A workflow is triggered via the workflow service API. The caller specifies the dataset and packages to process, and optionally configures per-processor settings:

{
  "workflowInstanceConfiguration": {
    "workflowId": "workflow-uuid",
    "computeNodeId": "compute-node-uuid",
    "processorConfigs": [
      {
        "nodeId": "convert",
        "version": "latest",
        "executionTarget": "ecs"
      },
      {
        "nodeId": "extract",
        "version": "v1.2.0",
        "executionTarget": "lambda"
      }
    ]
  },
  "datasetId": "N:dataset:abc-123",
  "packageIds": ["pkg-1", "pkg-2"]
}

The processorConfigs array allows overriding the runtime (executionTarget) and pinning a specific version per processor. Each override is validated against the processor's computeTypes array — requesting "lambda" for a processor that only supports ["ecs"] will fail with a clear error. Processors without an override use the first value from their computeTypes array.

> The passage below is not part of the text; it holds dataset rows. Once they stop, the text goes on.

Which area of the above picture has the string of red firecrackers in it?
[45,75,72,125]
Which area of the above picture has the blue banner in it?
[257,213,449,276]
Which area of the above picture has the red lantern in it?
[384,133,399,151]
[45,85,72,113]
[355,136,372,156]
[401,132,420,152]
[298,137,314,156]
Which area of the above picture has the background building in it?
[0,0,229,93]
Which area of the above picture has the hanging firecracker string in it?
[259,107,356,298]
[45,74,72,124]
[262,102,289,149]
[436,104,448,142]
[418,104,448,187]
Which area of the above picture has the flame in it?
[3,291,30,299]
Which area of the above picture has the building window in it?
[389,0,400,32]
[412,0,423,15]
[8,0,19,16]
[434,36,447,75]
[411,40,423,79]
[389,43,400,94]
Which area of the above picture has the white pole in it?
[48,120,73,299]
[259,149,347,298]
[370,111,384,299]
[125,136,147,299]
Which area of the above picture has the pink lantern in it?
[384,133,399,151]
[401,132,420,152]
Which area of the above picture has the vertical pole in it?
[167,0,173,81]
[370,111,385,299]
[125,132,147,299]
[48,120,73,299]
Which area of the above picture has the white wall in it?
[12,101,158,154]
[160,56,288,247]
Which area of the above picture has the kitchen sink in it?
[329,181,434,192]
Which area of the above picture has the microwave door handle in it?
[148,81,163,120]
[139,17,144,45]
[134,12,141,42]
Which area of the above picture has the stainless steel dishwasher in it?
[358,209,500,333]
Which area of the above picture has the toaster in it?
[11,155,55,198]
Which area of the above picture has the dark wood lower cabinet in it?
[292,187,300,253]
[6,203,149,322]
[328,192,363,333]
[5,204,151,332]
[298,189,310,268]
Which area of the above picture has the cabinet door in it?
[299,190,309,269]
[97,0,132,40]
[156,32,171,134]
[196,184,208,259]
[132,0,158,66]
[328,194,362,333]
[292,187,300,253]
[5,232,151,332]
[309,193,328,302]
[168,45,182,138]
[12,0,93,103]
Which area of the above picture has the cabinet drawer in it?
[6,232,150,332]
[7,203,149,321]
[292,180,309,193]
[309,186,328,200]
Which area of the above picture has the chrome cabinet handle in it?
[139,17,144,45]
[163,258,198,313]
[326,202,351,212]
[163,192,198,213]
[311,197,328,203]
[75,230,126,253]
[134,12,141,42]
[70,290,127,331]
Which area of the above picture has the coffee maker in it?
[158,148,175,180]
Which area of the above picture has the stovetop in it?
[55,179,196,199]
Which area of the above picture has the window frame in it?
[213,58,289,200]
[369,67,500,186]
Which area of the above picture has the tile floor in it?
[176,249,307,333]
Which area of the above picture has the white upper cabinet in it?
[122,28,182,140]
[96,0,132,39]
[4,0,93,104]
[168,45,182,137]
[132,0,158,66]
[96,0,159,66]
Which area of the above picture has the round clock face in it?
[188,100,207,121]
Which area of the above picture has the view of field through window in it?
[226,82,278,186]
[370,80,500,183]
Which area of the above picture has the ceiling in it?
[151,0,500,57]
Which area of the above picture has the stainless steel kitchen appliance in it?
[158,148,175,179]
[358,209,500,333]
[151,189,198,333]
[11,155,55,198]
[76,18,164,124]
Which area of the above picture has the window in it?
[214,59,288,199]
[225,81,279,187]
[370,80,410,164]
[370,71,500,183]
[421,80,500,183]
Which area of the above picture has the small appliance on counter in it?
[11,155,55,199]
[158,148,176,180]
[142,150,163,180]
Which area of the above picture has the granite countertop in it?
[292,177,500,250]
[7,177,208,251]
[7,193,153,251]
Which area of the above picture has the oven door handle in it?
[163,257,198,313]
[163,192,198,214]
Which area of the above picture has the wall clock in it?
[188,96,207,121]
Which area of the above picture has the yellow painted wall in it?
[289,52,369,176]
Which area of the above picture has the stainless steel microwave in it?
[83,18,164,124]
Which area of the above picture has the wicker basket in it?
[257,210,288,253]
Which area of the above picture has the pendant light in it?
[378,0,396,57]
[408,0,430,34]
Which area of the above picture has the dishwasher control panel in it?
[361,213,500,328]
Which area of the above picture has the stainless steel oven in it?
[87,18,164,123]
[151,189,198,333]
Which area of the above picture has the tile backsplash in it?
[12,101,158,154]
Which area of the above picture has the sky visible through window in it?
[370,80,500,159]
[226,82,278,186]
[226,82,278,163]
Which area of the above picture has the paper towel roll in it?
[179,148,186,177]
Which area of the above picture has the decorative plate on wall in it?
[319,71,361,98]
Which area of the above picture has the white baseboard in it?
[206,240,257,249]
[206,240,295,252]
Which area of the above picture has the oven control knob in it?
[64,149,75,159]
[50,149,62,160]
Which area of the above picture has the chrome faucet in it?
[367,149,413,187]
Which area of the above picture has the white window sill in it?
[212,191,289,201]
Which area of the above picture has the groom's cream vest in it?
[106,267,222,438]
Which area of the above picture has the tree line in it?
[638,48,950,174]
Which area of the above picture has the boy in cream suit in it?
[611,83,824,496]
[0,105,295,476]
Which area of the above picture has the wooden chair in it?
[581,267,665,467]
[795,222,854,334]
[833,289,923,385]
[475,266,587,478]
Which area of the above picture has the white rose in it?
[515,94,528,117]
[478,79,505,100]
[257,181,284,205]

At execution time, the platform snapshots the workflow definition and configuration into an immutable execution record. This ensures that changes to the workflow definition do not affect running executions and provides a full audit trail of what was executed.

What Happens at Runtime

When a workflow execution starts, the compute node:

  1. Fetches the execution record (containing the full DAG and processor configs).
  2. Resolves each processor's container image from its sourceUrl.
  3. Registers ECS task definitions for ecs processors and Lambda functions for lambda processors.
  4. Generates a Step Functions state machine that executes the DAG in the correct order.
  5. Runs each processor, tracking per-processor status (NOT_STARTEDSTARTEDSUCCEEDED or FAILED).

Lambda functions are named proc-lambda-{nodeIdentifier}-{imageHash} and are reused across workflow runs. They are cleaned up when the workflow definition is deleted or the compute node is destroyed.